En France, une petite fille de trois ans est morte du choléra à Mayotte, ont annoncé l’Agence régionale de santé et la préfecture dans un communiqué, mercredi 8 mai 2024. Une soixantaine de personnes sont contaminées. Très rare en France, le choléra est en nette augmentation sur la planète : 473 000 cas en 2022, 700 000 en 2023, de quoi mettre en alerte l’Organisation mondiale de la santé (OMS).

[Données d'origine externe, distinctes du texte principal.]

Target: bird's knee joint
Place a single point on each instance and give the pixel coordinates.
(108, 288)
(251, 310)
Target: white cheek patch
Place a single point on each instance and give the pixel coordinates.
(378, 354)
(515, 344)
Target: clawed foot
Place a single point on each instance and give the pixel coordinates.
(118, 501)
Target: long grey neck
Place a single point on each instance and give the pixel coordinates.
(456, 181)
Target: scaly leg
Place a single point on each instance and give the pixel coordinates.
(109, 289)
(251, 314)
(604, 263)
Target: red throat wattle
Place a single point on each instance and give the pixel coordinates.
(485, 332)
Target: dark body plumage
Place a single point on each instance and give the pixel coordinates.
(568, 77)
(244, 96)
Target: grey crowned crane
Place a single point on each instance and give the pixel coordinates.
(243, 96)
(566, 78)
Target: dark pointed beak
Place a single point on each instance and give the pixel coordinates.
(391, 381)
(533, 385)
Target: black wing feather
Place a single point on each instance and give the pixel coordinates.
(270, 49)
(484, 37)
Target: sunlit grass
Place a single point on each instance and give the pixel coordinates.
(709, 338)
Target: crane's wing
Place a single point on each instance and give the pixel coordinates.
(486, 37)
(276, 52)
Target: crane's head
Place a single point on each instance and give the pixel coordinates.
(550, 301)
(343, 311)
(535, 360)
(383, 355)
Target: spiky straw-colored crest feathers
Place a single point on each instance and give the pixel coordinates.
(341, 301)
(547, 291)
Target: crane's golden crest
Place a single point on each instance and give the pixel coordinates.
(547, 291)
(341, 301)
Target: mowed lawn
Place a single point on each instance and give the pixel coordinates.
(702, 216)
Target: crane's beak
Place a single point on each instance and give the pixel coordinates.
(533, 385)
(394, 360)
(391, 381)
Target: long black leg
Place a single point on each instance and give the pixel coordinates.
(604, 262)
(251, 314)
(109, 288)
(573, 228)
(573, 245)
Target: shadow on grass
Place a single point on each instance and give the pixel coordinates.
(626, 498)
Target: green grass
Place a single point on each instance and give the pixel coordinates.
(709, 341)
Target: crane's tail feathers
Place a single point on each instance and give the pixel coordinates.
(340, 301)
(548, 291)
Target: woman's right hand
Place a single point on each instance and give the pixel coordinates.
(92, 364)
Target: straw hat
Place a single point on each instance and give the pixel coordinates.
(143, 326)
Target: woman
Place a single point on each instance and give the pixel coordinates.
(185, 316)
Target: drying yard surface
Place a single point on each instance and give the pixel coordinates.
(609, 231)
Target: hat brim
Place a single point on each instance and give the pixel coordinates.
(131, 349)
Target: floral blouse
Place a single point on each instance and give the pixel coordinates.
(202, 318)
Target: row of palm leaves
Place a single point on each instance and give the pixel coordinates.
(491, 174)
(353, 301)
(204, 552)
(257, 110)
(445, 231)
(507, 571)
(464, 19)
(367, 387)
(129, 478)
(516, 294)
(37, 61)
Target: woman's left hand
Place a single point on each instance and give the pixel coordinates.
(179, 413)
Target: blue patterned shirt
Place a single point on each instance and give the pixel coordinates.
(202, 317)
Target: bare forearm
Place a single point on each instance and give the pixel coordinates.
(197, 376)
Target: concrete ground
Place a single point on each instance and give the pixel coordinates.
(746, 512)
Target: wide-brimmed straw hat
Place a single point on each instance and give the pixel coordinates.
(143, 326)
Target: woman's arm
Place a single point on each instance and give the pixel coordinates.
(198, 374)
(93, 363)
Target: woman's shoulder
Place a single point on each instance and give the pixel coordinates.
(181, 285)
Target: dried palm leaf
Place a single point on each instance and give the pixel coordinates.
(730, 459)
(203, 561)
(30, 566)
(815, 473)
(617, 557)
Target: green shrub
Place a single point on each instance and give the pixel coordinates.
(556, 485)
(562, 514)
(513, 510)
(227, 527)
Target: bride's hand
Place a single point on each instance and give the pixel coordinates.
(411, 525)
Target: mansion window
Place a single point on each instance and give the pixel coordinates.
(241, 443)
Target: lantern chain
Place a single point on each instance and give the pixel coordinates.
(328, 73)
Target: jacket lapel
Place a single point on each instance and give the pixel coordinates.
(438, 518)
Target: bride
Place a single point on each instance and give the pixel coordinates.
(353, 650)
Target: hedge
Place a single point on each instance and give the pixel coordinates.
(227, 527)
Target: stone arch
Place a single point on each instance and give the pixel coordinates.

Augmentation inquiétante du choléra dans le monde
Les statistiques sont alarmantes : en 2023, 25 000 nouveaux cas ont été recensés pour le seul mois de mars, répartis dans 16 pays parmi les 24 actuellement touchés par la maladie. Des nations telles que l’Éthiopie, la Somalie, le Soudan et le Zimbabwe sont parmi les plus durement touchées. Selon l’OMS, le choléra prospère dans des régions confrontées à des sécheresses ou des inondations de plus en plus fréquentes en raison du réchauffement climatique.
- L’environnement favorable au choléra
- Lien avec le manque d’accès à l’eau potable
- Impact des conflits sur la propagation de la maladie
Situation critique au Kenya
Au Kenya, la situation est préoccupante, notamment après des inondations dévastatrices ayant entraîné la mort de plus de 250 personnes. Les pluies abondantes liées au phénomène climatique El Niño ont déplacé plus de 50 000 ménages, augmentant ainsi le risque de propagation du choléra. Les autorités locales, conscientes des dangers, surveillent de près la situation.
- 40 cas de choléra constatés dans le comté de la rivière Tana
- Les défis dus aux installations sanitaires endommagées
- Soutien de Médecins Sans Frontières aux populations affectées
L’instabilité environnementale induite par les inondations a également des conséquences sur la sécurité alimentaire, avec la mort de milliers de têtes de bétail et des terres agricoles dévastées.
Inquiétudes sanitaires dans les bidonvilles de Nairobi
Les bidonvilles de Nairobi, déjà propices aux maladies liées à l’eau, sont devenus des points chauds pour la propagation du choléra suite aux récentes inondations. Les habitants se retrouvent en situation de vulnérabilité accrue en raison du manque d’accès à l’eau potable et de conditions sanitaires précaires.
- Mise en place de centres médicaux d’urgence
- Actions entreprises par les autorités et les organisations humanitaires
- Appels à une aide internationale pour faire face à la crise
La combinaison de ces facteurs laisse craindre une crise humanitaire imminente, avec des risques accrus de maladies telles que le paludisme. La situation est étroitement surveillée par les autorités compétentes et les organismes internationaux afin d’éviter une catastrophe sanitaire majeure.